So we’re visiting my parents in Detroit for a couple days (yeah, we had The Talk with them about moving to a condo; they replied “we’ll think about it. But that’s another story), and we headed out to the Detroit Historical Museum for the afternoon.
Well, it was a short visit, actually, as it’s a fairly small museum: the Streets of Old Detroit is a nice reconstruction of Detroit in the 1900s, 1870s, and 1840s, with a general store, a fire house, a drug store, and so on; there’s a room on automobiles the centerpiece of which is an assembly line with a “body drop”; there’s an exhibit on Detroit history from 1701 to 1901 with a trading post and such; an exhibit on Detroit and WWII, and that’s basically it. A few smaller exhibits, and a special exhibit area. Happily, it’s a free museum, and it’s not that far a drive, so it works reasonably well as a way to get out of the house. If we’d been willing to spend money, we could have gone across the street to the Art Institute, or down the block to the Science museum.
And on the way back, we decided (we probably wouldn’t have been this daring without a GPS) to engage in some Ruin Porn sightseeing, and headed north without getting on the highway. We started off driving through/at the edge of the Wayne State University campus, but very quickly found ourselves in the stereotypical Detroit neighborhood, a mix of what were once solid brick houses, now a mix of occupied, boarded up, and torn down. Then, suddenly — a patch of nice homes, as we had stumbled upon the Boston Edison historic district (association website here, and Wikipedia article here).

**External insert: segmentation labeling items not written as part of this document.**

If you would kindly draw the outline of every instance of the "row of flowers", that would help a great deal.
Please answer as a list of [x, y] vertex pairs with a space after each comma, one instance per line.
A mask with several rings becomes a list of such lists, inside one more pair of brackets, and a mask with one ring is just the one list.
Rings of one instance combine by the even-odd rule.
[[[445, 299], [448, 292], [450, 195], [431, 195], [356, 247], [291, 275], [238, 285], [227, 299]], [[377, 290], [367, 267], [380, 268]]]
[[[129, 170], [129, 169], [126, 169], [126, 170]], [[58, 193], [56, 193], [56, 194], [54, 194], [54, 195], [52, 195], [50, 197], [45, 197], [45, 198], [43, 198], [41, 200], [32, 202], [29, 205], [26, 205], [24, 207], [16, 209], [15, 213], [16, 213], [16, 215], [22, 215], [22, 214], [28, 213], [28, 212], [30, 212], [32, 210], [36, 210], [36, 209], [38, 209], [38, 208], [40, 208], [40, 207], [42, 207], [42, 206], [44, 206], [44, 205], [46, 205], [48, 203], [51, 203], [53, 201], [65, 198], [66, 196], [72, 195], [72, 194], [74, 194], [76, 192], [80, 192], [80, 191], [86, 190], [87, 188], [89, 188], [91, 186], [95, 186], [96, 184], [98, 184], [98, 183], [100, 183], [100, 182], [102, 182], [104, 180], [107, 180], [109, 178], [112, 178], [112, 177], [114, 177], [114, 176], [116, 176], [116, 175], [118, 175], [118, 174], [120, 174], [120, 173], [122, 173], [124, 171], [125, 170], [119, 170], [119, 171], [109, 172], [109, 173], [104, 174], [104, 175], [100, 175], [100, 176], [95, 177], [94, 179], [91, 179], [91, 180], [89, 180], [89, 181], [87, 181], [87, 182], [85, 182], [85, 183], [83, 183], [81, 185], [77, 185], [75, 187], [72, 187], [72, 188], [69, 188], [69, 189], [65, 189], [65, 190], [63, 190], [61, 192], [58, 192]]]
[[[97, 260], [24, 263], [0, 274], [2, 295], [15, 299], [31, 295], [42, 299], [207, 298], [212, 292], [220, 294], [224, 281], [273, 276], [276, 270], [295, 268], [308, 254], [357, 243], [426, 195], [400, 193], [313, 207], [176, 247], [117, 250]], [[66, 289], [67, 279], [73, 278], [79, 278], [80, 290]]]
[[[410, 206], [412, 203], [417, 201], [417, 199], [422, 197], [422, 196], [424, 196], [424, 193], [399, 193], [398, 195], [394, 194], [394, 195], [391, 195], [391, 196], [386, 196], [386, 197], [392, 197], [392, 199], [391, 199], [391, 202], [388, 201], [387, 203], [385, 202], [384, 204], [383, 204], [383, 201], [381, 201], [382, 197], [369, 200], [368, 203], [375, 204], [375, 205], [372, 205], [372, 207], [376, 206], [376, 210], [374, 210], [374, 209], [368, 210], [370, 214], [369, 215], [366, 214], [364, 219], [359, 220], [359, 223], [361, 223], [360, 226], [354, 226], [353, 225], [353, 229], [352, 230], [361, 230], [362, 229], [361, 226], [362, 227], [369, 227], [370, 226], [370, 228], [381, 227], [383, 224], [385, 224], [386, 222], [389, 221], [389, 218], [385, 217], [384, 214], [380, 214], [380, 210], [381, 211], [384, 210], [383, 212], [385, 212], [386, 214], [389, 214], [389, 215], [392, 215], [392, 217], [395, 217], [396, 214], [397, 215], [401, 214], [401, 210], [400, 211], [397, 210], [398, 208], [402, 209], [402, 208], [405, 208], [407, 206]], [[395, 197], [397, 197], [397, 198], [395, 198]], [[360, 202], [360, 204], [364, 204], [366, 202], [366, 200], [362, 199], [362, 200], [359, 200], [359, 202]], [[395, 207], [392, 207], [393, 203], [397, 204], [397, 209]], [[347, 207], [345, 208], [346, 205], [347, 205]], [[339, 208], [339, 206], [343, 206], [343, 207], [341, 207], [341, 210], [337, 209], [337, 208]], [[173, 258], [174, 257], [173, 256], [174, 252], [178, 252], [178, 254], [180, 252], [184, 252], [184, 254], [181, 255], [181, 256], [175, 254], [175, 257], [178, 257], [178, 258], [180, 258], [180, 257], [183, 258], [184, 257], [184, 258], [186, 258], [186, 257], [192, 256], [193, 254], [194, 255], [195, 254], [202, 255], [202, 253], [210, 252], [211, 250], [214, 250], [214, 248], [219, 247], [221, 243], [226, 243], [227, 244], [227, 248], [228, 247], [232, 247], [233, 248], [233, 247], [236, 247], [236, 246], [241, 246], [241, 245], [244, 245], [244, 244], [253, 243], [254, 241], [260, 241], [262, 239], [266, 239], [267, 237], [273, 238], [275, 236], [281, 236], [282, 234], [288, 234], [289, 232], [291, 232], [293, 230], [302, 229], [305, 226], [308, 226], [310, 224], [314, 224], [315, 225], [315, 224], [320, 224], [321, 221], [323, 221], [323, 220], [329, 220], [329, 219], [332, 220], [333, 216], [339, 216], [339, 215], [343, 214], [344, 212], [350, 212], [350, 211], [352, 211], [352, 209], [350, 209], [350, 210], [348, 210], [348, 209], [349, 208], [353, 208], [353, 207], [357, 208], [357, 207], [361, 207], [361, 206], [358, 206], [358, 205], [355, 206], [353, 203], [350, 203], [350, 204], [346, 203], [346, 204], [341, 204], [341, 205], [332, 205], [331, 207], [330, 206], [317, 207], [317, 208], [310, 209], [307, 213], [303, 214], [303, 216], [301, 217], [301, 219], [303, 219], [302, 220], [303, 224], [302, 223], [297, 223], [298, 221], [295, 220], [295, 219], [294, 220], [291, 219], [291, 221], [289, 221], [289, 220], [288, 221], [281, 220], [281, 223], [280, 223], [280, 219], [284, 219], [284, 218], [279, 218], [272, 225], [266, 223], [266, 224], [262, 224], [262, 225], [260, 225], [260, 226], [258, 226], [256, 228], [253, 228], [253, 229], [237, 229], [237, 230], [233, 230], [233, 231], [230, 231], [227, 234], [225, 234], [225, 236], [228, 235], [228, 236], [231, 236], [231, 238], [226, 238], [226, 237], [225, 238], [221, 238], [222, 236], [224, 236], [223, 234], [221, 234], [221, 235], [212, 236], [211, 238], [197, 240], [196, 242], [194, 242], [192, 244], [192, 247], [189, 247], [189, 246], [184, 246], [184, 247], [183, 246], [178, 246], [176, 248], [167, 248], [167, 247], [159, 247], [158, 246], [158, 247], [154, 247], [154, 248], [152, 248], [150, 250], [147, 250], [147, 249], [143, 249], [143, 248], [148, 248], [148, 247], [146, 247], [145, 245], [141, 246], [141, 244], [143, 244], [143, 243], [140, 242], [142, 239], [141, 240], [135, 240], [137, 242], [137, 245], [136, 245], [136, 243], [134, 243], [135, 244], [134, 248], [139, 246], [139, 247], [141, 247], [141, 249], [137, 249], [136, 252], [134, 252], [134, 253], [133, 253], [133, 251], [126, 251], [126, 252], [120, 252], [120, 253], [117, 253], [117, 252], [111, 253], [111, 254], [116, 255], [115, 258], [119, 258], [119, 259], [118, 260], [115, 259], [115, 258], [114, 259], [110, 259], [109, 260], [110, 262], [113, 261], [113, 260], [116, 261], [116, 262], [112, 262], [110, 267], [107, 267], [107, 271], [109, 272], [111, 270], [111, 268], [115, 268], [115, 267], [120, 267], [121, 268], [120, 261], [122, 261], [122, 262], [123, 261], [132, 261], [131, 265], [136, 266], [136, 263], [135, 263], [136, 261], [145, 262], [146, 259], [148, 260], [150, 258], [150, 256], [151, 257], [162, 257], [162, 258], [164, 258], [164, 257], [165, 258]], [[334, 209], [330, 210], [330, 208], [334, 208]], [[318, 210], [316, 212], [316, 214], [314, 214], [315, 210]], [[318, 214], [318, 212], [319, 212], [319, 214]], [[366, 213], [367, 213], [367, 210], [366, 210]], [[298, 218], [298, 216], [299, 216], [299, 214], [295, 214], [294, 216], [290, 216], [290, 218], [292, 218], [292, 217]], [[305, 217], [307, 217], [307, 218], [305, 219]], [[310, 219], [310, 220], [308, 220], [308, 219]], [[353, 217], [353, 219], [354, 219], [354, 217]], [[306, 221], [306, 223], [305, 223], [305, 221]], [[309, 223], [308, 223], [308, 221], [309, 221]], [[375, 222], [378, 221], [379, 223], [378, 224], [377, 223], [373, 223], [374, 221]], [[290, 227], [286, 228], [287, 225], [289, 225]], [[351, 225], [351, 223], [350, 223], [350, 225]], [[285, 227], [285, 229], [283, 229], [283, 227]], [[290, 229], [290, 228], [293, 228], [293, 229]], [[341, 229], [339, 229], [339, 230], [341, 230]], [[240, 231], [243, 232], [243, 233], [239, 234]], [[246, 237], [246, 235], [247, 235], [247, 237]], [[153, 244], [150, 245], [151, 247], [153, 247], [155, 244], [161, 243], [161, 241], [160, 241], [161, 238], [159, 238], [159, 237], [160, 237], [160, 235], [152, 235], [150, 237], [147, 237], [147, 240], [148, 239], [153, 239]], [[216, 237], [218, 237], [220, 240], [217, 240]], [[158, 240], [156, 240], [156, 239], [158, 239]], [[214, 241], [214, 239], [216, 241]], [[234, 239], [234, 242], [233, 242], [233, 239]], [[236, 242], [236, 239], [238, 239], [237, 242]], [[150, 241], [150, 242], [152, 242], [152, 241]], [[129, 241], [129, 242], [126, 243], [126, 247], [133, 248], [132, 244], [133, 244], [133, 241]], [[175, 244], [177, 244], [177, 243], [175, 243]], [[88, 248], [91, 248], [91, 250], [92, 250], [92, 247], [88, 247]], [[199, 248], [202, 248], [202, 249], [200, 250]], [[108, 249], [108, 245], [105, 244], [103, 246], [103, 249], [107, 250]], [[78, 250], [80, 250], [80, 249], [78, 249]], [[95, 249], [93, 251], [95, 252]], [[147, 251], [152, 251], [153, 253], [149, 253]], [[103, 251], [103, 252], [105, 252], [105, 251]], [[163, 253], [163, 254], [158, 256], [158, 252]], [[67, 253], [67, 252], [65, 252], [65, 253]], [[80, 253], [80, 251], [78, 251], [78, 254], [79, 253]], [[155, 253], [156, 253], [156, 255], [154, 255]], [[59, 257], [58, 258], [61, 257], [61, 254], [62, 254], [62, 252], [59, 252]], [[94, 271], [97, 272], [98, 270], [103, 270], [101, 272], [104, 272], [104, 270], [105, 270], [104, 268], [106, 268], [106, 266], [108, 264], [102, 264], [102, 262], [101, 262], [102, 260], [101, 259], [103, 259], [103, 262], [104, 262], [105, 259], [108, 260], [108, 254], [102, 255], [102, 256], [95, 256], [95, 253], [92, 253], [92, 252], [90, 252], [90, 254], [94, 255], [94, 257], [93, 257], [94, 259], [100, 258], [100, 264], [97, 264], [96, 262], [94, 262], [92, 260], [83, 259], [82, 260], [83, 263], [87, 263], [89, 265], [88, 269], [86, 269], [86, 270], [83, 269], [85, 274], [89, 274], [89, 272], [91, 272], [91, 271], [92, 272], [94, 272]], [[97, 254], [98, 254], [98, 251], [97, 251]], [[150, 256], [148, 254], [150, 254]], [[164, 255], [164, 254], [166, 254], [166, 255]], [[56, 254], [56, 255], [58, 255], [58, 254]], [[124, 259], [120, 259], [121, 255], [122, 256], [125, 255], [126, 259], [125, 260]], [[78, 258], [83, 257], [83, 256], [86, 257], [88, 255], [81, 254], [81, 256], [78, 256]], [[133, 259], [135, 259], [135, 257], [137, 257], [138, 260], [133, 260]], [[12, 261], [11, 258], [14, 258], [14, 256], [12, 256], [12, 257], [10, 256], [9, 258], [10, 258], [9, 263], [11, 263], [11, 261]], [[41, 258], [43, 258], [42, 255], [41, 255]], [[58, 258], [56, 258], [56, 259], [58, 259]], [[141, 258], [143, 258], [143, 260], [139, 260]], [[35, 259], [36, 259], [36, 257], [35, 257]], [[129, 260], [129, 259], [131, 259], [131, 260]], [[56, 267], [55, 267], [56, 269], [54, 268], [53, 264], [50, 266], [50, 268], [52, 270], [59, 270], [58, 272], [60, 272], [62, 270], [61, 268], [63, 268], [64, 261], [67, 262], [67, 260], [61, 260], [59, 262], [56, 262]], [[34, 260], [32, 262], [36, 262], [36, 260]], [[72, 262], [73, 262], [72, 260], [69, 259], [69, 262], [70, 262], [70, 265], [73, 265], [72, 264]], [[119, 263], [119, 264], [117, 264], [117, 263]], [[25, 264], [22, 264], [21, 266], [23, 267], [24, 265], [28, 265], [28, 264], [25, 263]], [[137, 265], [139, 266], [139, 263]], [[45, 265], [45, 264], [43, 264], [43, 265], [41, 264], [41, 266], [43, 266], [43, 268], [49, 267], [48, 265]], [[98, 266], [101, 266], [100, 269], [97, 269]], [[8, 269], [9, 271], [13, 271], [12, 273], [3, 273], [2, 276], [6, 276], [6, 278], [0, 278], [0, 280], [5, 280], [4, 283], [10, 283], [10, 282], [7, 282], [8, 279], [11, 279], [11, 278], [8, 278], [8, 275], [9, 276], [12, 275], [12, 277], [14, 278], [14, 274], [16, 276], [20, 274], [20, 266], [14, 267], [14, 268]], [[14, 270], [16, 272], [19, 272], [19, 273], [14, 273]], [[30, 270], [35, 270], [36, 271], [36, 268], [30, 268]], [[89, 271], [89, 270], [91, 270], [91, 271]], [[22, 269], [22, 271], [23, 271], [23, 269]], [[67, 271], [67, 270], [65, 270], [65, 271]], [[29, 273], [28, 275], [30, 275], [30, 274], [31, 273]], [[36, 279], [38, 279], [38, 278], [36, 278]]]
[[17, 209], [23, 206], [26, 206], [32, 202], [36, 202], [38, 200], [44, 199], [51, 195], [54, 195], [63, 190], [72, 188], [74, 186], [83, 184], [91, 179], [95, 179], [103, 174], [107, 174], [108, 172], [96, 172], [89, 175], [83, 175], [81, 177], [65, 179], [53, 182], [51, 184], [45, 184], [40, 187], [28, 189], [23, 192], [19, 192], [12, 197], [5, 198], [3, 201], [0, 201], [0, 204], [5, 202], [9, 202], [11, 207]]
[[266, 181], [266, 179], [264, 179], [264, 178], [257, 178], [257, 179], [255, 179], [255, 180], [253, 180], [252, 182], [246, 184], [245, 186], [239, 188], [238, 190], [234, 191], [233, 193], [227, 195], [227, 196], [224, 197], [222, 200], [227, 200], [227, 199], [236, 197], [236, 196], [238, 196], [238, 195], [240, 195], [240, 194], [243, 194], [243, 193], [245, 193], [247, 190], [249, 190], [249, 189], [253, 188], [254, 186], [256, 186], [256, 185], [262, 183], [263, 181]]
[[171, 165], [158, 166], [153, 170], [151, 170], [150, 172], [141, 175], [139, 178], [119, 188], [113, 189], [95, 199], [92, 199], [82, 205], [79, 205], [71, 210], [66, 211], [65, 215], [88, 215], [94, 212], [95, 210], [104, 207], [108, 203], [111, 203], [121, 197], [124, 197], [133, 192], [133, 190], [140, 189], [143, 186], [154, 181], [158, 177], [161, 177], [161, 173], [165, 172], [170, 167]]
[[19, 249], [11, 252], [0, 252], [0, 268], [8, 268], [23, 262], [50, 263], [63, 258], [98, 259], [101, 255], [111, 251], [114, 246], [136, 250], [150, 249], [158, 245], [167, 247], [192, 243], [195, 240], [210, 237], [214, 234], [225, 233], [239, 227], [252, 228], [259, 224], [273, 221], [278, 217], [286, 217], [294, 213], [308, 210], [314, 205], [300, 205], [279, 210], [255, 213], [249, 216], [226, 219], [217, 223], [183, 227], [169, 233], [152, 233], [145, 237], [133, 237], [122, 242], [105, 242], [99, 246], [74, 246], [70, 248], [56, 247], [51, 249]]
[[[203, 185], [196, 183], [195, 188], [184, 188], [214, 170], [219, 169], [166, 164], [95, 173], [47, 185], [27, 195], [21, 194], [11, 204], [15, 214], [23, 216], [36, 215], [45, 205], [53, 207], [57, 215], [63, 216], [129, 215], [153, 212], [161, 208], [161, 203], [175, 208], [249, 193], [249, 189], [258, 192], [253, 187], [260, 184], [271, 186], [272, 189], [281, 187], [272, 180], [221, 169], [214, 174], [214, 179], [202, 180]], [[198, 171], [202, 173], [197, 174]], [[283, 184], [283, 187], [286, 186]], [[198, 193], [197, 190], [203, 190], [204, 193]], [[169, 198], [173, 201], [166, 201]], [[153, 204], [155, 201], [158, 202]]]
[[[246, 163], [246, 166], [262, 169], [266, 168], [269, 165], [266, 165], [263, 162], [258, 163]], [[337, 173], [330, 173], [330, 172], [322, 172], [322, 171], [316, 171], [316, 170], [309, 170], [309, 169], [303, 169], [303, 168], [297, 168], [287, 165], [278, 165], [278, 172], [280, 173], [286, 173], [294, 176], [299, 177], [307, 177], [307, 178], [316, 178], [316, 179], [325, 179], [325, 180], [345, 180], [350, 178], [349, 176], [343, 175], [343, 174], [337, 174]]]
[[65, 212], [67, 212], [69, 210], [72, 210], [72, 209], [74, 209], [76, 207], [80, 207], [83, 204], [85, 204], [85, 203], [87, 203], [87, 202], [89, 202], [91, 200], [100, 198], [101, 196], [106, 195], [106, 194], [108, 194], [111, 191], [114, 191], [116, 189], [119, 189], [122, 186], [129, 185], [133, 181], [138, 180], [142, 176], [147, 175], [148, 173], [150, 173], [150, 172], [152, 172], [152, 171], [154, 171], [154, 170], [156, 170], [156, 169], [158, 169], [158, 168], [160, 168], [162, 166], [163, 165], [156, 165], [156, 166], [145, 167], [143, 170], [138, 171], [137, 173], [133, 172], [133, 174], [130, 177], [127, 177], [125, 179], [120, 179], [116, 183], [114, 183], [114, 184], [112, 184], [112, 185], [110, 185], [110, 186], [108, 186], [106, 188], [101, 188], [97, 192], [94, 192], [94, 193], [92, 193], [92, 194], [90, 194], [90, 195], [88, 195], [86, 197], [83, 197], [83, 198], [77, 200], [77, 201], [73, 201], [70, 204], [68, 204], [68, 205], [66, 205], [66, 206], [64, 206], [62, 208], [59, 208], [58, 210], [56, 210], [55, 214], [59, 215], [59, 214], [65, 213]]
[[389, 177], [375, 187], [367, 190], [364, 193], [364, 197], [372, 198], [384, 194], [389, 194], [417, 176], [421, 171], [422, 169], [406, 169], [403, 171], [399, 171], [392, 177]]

It’s a lovely neighborhood, really — you can buy this home, at 10 Longfellow Street, for $245,000, and it looks quite beautiful inside.
That being said, it’s the most expensive home in the neighborhood, and if that doesn’t quite fit the budget, there’s another house at 1540 Longfellow, for $4,999. Yes, that’s not a typo. You really could put this house on your credit card. The roof’s caved in, along with other major problems — but in any other city, the land alone in a major historic district would be worth more.
Just for fun, the association lists all houses for sale in that district, so you can find one in the right state of disrepair to suit your budget.
But the spooky thing is that Boston Edison is an island surrounded by ruin. I would have expected that it would have been walled off in some way, but it’s a very narrow area, only four streets wide, and as soon as you pass Boston Boulevard, you end up in the same depressing mix of decay, with more boarded up homes and vacant lots. How could you feel safe there?
Consider Chicago — yes, it’s got plenty of poor areas, the sort where you’re more likely to read about shootings occurring than anything else, where the kids growing up there don’t know anything about what it means to hold a job, where the schools just give free breakfast, lunch, and dinner to everyone. But even there — there’s at least some value to the land. Houses aren’t demolished to such a degree that city promoters talk about urban farming as a way forward, and, effectively, shutting down various neighborhoods in the city by concentrating funds on more viable neighborhoods. And — some time ago by now — I read an article that detailed attempts to gentrify Brush Park, another old, wealthy neighborhood, and, more recently a further article describing the decay as abandoned Brush Park homes were slowly dismantled by scavangers taking every possible piece of scrap metal out of the home.
So, how does a city recover from this? Does a city recover?